What my patients see are flashing dots with a fuzzy 2D animation of something.  The most adroit may even see some semblance of a heart.  What my residents see are isolated images of various aspects of a poorly defined organ.  What I see is a detailed map of the heart laid out in 3D outlining subtle normalities and abnormalities.  I tell my residents that it isn't really something I can teach.  You see enough and you just kind of get it.  Like an autostereogram in which you are looking at a bunch of wavy lines then, magically, a boob pops out (you're probably wondering where I found my autostereograms and what exactly the "auto" part stands for).  Or like the dirty, smelly guys with the shitty lives because they saw no "honor" in living life as a lie in the Matrix (I would have taken the blue pill) who could see Keanu's crappy acting and clumsy karate on a screen that the rest of us only saw 1s and 0s.

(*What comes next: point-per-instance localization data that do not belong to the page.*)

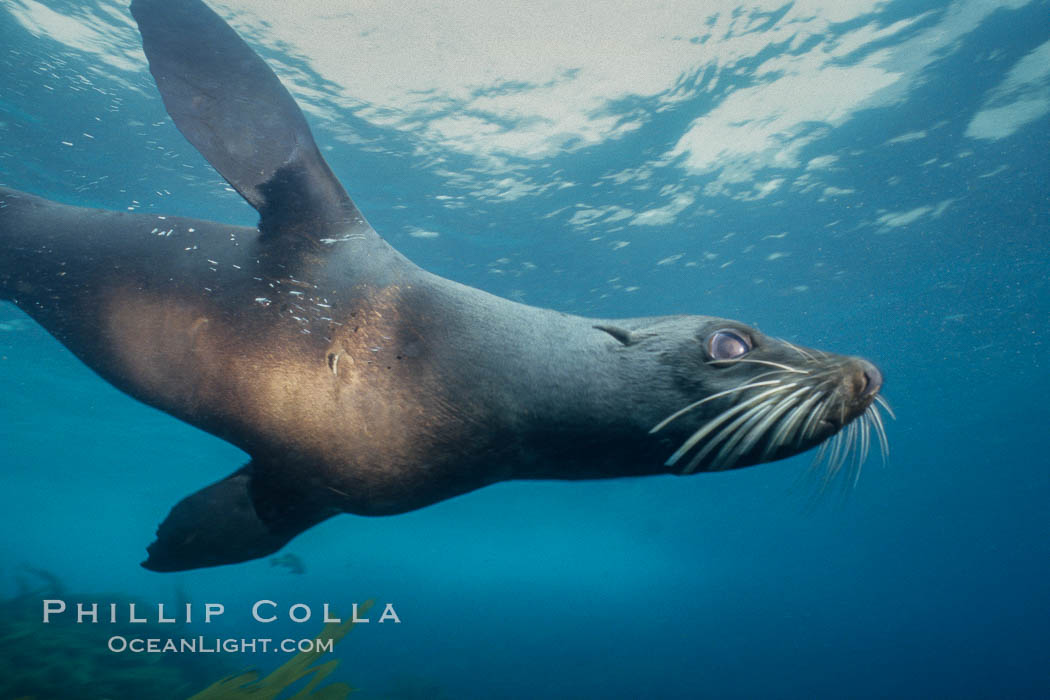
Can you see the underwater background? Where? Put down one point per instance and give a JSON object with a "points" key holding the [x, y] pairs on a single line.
{"points": [[866, 177]]}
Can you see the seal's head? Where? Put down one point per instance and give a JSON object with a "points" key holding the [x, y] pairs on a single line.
{"points": [[750, 398]]}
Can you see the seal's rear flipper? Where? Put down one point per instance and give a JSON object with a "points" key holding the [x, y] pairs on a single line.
{"points": [[234, 520], [230, 105]]}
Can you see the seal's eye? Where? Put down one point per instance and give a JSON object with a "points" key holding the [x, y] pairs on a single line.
{"points": [[728, 344]]}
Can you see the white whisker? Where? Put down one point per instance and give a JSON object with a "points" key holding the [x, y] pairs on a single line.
{"points": [[678, 414], [721, 418]]}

The point is there is something intangible - even unintelligible - to our perception.  Take a book for example.  A series of dots make up what you perceive as a letter that, when strung together with other dot-laden letters, forms a word then a sentence, a paragraph, a chapter, and a book.  But it is all a series of dots whether its this bullshit blog or the bible.  Perception is interpretation; the two are inextricably linked.  The fallout of this is objectivity is impossible (at least how we commonly define it).  Our knowledge is based on error prone perception (sorry Plato, but I fall on the "nuture" side of nature vs. nuture when it comes to knowledge; action is a different story entirely).  The scientific method is empirical at it's heart.  So the "medical method" is as well and therefore must be equally as subjective.  (Shit, thanks to Einstein we can't even agree on time and space!)  When I take care of you as your physician, your disease and its treatment do not live in an objective world.  I can't tell you is true.  I can only tell you what fits our shared subjectivity.

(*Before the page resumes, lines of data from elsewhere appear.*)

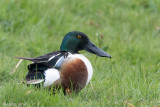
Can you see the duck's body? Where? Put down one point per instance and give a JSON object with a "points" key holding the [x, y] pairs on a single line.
{"points": [[66, 68]]}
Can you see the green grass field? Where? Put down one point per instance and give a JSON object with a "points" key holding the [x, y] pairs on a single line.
{"points": [[131, 30]]}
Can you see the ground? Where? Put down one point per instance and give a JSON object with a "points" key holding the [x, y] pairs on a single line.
{"points": [[128, 30]]}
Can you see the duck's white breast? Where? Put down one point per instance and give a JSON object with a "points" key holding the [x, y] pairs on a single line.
{"points": [[86, 61]]}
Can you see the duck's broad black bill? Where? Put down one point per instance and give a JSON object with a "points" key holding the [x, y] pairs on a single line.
{"points": [[90, 47]]}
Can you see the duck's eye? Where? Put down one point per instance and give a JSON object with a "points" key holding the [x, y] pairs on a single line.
{"points": [[79, 36]]}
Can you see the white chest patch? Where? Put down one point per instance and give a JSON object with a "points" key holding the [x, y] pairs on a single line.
{"points": [[86, 61], [51, 75]]}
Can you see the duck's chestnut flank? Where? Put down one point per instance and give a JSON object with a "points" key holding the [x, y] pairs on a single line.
{"points": [[74, 74], [65, 68]]}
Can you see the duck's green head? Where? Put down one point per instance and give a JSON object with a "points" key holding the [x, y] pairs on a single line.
{"points": [[75, 41]]}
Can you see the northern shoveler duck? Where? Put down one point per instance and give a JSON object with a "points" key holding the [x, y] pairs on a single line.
{"points": [[65, 68]]}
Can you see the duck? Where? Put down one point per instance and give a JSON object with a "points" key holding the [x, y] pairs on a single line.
{"points": [[65, 69]]}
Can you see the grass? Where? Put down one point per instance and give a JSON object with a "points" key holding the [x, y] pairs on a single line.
{"points": [[131, 31]]}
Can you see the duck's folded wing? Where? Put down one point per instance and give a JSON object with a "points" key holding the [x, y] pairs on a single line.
{"points": [[45, 58]]}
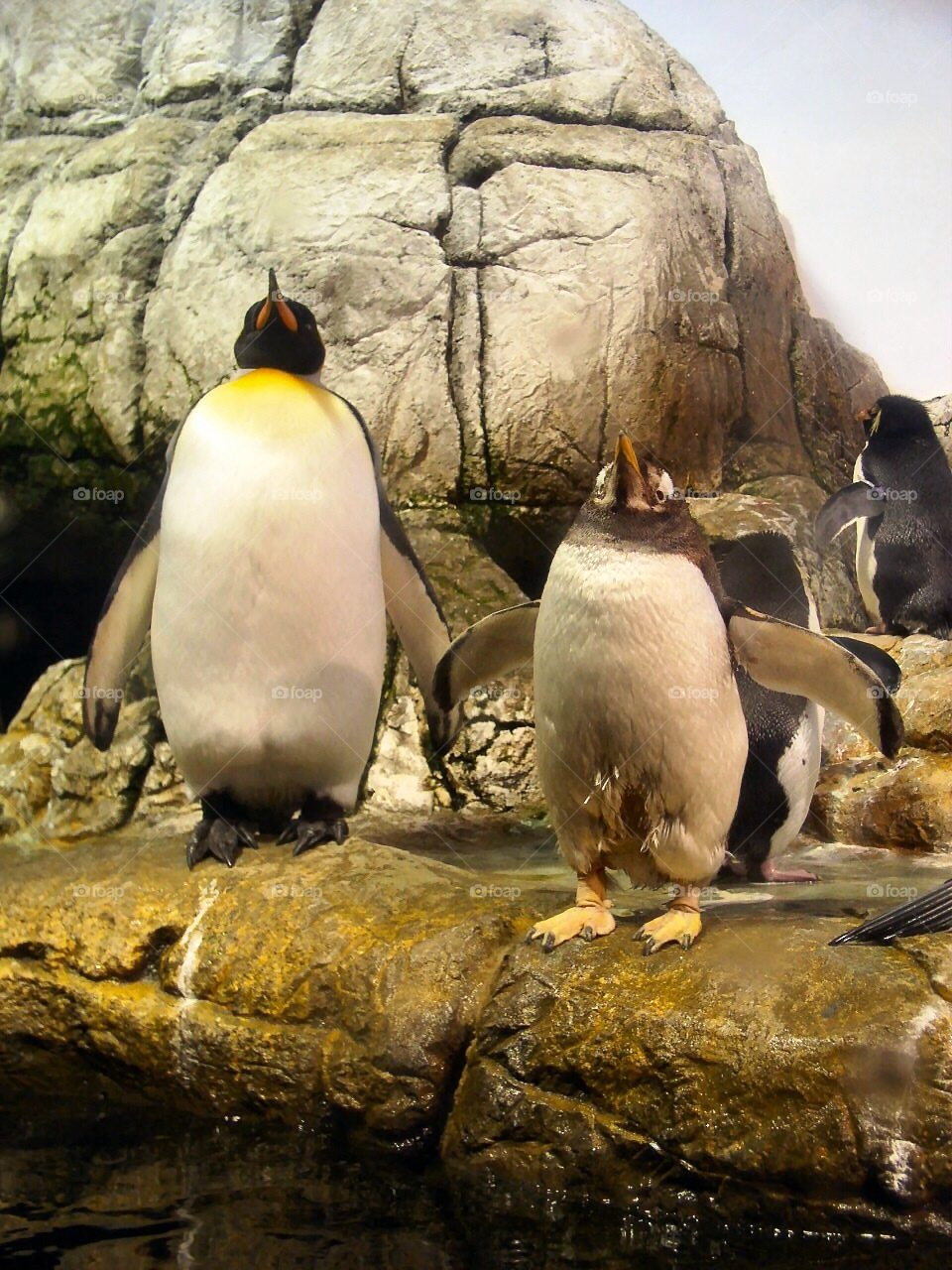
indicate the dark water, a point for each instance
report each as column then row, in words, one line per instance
column 86, row 1183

Wednesday, January 19, 2011

Pattern recognition and an identity crisis

What the fuck am I? (Too many "fuck"s in this blog? It just works so well at getting readers...) You'll definitely notice an identity crisis weaving it's way through these entries. I guess it's not so much a crisis as I am content with not ever finding out who or what I am. I do believe, however, that the search is a necessary and vital process. In other words, my identity - my life for that matter - is boiled down to a fruitless search. In order to prevent utter personal chaos, the process then has to be the goal. And since meaning is a human construct (yes, I will be serving drinks and similar bits of bullshit wisdom in hell) and a rite of consciousness (more nails in the a-religious coffin), brain-chaos-containment is meaning.  So, Aristotelian logic leads us directly to the idea that I have discovered the meaning of life: process not achievement. The world is now saved. You're welcome America (standard hilarious Will Ferrell).

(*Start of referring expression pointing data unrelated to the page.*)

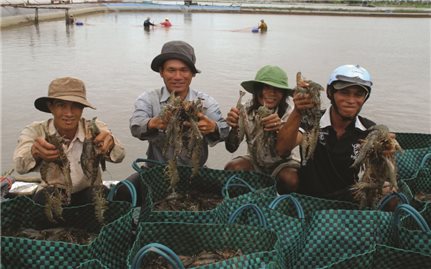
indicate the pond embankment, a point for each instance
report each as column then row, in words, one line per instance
column 18, row 14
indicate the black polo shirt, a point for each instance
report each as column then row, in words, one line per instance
column 328, row 174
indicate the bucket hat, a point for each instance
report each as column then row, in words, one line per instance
column 270, row 75
column 179, row 50
column 67, row 89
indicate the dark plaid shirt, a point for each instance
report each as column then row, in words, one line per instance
column 328, row 174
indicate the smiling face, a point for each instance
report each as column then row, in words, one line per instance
column 349, row 101
column 270, row 96
column 66, row 116
column 177, row 76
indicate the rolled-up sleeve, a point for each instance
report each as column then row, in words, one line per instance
column 22, row 157
column 143, row 112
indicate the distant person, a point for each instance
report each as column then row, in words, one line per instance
column 269, row 89
column 70, row 19
column 166, row 23
column 329, row 172
column 148, row 23
column 66, row 101
column 262, row 26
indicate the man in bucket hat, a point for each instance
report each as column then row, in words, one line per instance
column 176, row 66
column 328, row 173
column 269, row 89
column 65, row 101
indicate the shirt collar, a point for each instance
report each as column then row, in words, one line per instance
column 80, row 135
column 191, row 95
column 325, row 120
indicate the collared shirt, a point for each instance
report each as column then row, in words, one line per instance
column 262, row 153
column 24, row 161
column 150, row 104
column 328, row 173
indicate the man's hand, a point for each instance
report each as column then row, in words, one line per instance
column 104, row 142
column 271, row 122
column 206, row 125
column 41, row 149
column 303, row 101
column 157, row 123
column 233, row 117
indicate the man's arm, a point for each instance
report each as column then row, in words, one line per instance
column 139, row 123
column 289, row 135
column 28, row 153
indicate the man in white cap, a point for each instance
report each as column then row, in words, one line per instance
column 66, row 101
column 328, row 173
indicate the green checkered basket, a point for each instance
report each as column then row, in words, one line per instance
column 413, row 140
column 289, row 225
column 411, row 228
column 415, row 146
column 419, row 184
column 335, row 235
column 210, row 181
column 260, row 247
column 384, row 257
column 110, row 247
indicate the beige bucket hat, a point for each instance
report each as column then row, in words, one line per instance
column 67, row 89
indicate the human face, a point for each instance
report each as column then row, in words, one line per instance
column 177, row 76
column 270, row 96
column 66, row 116
column 349, row 101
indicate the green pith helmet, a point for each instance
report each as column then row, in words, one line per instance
column 270, row 75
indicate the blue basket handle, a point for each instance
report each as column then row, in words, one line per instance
column 382, row 203
column 413, row 213
column 167, row 253
column 256, row 210
column 293, row 200
column 129, row 186
column 230, row 183
column 138, row 168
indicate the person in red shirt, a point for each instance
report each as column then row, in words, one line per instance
column 166, row 23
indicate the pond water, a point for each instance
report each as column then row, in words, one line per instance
column 112, row 53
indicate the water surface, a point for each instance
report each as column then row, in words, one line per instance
column 112, row 53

But back to question at hand: what the fuck am I?  Phenomenology has us bracket our perceptual habits and start fresh (more on phenomenology when I know what the hell I'm talking about).  So starting fresh: I am atoms.  I am carbon; I am oxygen; I am hydrogen; and I am sprinkles of other molecular crap.  The table my computer sits on (I won't discuss the computer itself because I don't pretend to understand whatever magic the Warlock Jobs used to create it) is also made of similar, if not identicle, molecular crap.  So what am I in relation to it?  I am exactly that: a relationship.  When I see myself in the mirror, I am looking at the same particles as I see in a cat, or a table, or tree.  I am different because of the relationship of those particles.  I am a pattern, not a substance.

What does this mean?  I am a construct of my mind.  My brain interprets the relationships and creates me or the table or the tree.  I don't exist as I think I exist outside of my head.  So what the fuck am I?  I am whatever my mind wants me to be.